Export file(raw, compressed) from Flink application

Sink is a ’loading’ part of ETL(Extract, Transformation, Loading) inside Flink. It is last process of data pipeline, to store data inside datalake after it has been extract from source, and transformed into specific format.

This is example of how you can sink from Flink DataStream:

 1
 2
 3
 4
 5
 6
 7
 8
 9
10
11
12
13
14
15
16
17
18
19
// ...

private static DataStream<String> createSourceFromStaticConfig(StreamExecutionEnvironment env) {
	Properties inputProperties = new Properties();
	inputProperties.setProperty(ConsumerConfigConstants.AWS_REGION, region);
	inputProperties.setProperty(ConsumerConfigConstants.STREAM_INITIAL_POSITION, "LATEST");

	return env.addSource(new FlinkKinesisConsumer<>(inputStreamName, new SimpleStringSchema(), inputProperties));
}

public static void main(String[] args) throws Exception {
	// set up the streaming execution environment
	final StreamExecutionEnvironment env = StreamExecutionEnvironment.getExecutionEnvironment();

	DataStream<String> input = createSourceFromStaticConfig(env);

	input.addSink(mySinkFunction("s3://data-storage/")); // <- this is for `SinkFunction<T>`
	input.sinkTo(mySinkFunction("s3://data-storage/"));  // <- this is for `FileSink`
}

FileSink, and StreamingFileSink

If you see the documents here, you can find out there are StreamingFileSink and FileSink.

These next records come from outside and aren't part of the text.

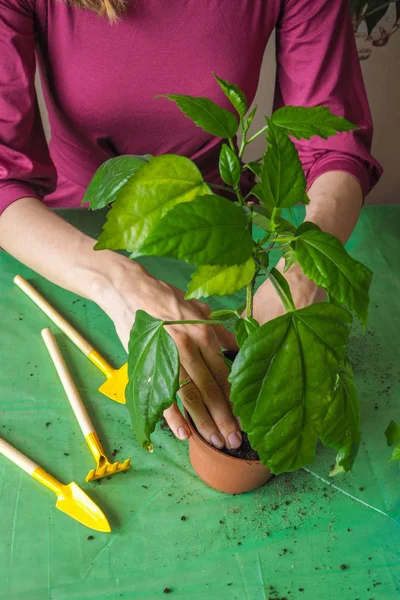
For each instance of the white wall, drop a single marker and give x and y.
(381, 73)
(382, 79)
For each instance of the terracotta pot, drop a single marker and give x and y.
(223, 472)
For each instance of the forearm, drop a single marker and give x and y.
(46, 243)
(335, 203)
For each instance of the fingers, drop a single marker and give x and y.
(194, 404)
(205, 398)
(219, 371)
(176, 422)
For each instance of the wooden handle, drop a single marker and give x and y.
(68, 383)
(17, 457)
(51, 312)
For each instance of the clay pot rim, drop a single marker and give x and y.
(196, 434)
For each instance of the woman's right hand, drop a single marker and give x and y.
(64, 255)
(206, 395)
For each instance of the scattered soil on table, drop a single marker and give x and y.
(245, 451)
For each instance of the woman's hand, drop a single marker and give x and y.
(206, 395)
(268, 305)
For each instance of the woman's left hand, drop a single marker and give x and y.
(268, 305)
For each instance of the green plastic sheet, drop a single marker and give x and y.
(301, 536)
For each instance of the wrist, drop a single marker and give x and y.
(105, 278)
(304, 290)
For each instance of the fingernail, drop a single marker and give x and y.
(217, 441)
(183, 433)
(235, 440)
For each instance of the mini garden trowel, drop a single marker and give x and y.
(104, 467)
(71, 499)
(117, 379)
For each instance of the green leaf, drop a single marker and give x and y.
(396, 454)
(258, 192)
(255, 167)
(340, 428)
(289, 255)
(234, 94)
(207, 115)
(220, 280)
(110, 178)
(282, 178)
(283, 380)
(223, 315)
(153, 369)
(210, 230)
(260, 220)
(166, 181)
(229, 166)
(227, 361)
(247, 122)
(324, 260)
(243, 328)
(304, 123)
(392, 433)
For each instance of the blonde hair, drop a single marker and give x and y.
(112, 9)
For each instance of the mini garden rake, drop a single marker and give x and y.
(104, 467)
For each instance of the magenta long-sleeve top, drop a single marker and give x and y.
(100, 80)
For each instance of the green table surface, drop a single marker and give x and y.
(301, 536)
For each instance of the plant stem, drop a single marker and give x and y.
(250, 286)
(253, 137)
(239, 195)
(282, 240)
(244, 141)
(272, 219)
(194, 322)
(220, 187)
(232, 145)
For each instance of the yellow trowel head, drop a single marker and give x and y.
(115, 385)
(74, 502)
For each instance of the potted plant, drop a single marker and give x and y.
(291, 383)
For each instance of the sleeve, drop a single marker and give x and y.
(317, 64)
(25, 165)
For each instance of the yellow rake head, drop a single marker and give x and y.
(104, 468)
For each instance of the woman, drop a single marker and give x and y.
(99, 82)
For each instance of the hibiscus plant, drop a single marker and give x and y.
(291, 383)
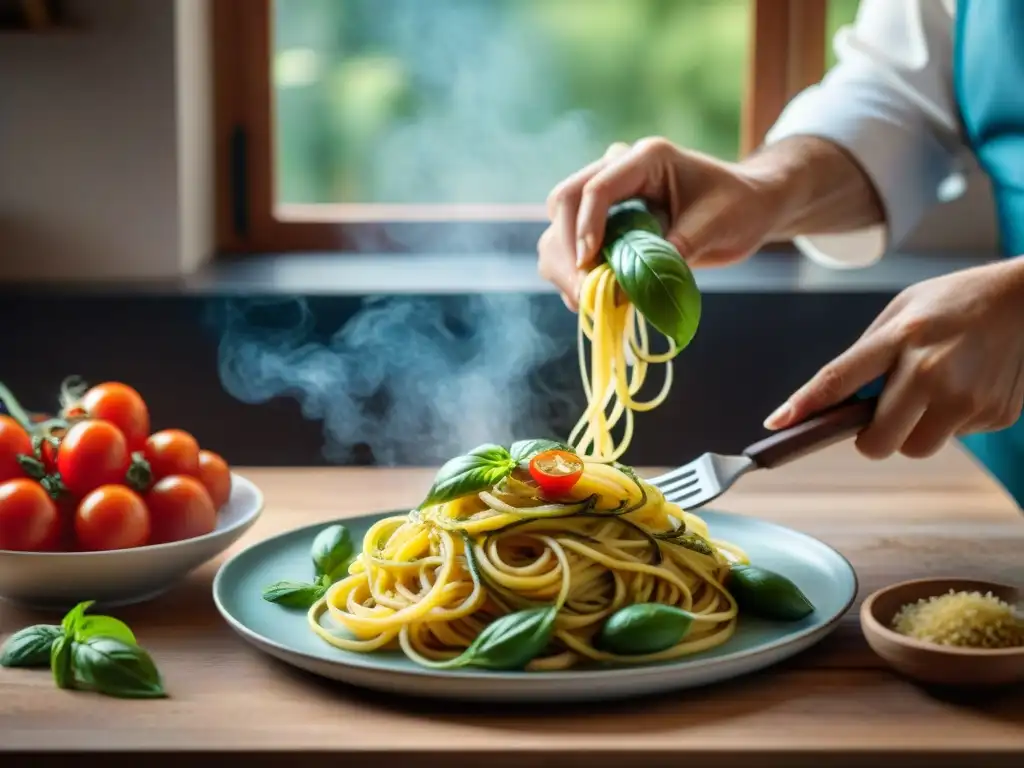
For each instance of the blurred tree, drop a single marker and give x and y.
(494, 100)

Internally, StreamingFileSink is a predecessor of FileSink. And in the document it has written that FileSink supports BATCH and STREAMING both, while StreamingFileSink is only for streaming.

And finally from Flink 1.17, StreamingFileSink has been deprecated, so it would be good to go on with FileSink from now.

addSink function requires SinkFunction<T> parameter, and this is for the case when you’re trying to use StreamingFileSink. Or instead for FileSink, call sinkTo to add on sink logic.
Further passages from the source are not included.